Total amount: € 0,00
HOW TO ORDER
THE JOURNAL OF SPORTS MEDICINE AND PHYSICAL FITNESS
A Journal on Applied Physiology, Biomechanics, Preventive Medicine,
Sports Medicine and Traumatology, Sports Psychology
Indexed/Abstracted in: Chemical Abstracts, CINAHL, Current Contents/Clinical Medicine, EMBASE, PubMed/MEDLINE, Science Citation Index Expanded (SciSearch), Scopus
Impact Factor 1,111
Original articles EXERCISE PHYSIOLOGY AND BIOMECHANICS
The Journal of Sports Medicine and Physical Fitness 2003 September;43(3):319-26
Subtalar and knee joint interaction during running at various stride lengths
Stergiou N., Bates B. T., Kurz M. J.
1 School of Health Physical Education and Recreation University of Nebraska at Omaha, Omaha, NE, USA
2 Department of Exercise and Movement Science University of Oregon, Eugene, OR, USA
Aim. It has been suggested that during running proper coordination between subtalar pronation/supination and knee flexion/extension via tibial rotation is important to attenuate ground reaction impact forces (GRIF). Lack of coordination over time may produce a wide range of injuries. It was hypothesized that increasing stride length would result in higher GRIF. It was also hypothesized that alterations in stride length would result in changes of the subtalar/knee coordination.
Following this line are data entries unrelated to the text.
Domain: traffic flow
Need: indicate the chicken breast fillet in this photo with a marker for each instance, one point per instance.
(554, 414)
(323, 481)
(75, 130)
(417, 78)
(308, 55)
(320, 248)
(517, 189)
Methods. Six subjects ran under 3 different stride lengths (normal stride, understride and overstride) at their self-selected pace. Sagittal, rear view kinematic data and GRIF kinetic data were collected. The subtalar/knee coordination was evaluated via timing and relative velocity measures. Repeated measures ANOVA were performed on these measures with a Tukey post-hoc analysis conducted where appropriate (p<0.01).
Results. Increased stride length produced significant increases in GRIF and significantly augmented the differences between rearfoot and knee angular velocities. A change in the rearfoot angle curve from a unimodal (1 minimum) to a bimodal (2 minimums) parabolic configuration was also observed. The appearance of the additional minimum was attributed to the increased impact with the ground.
Conclusion. The results indicated that increases in GRIF via changes in stride length could disrupt the coordination between subtalar and knee joint actions.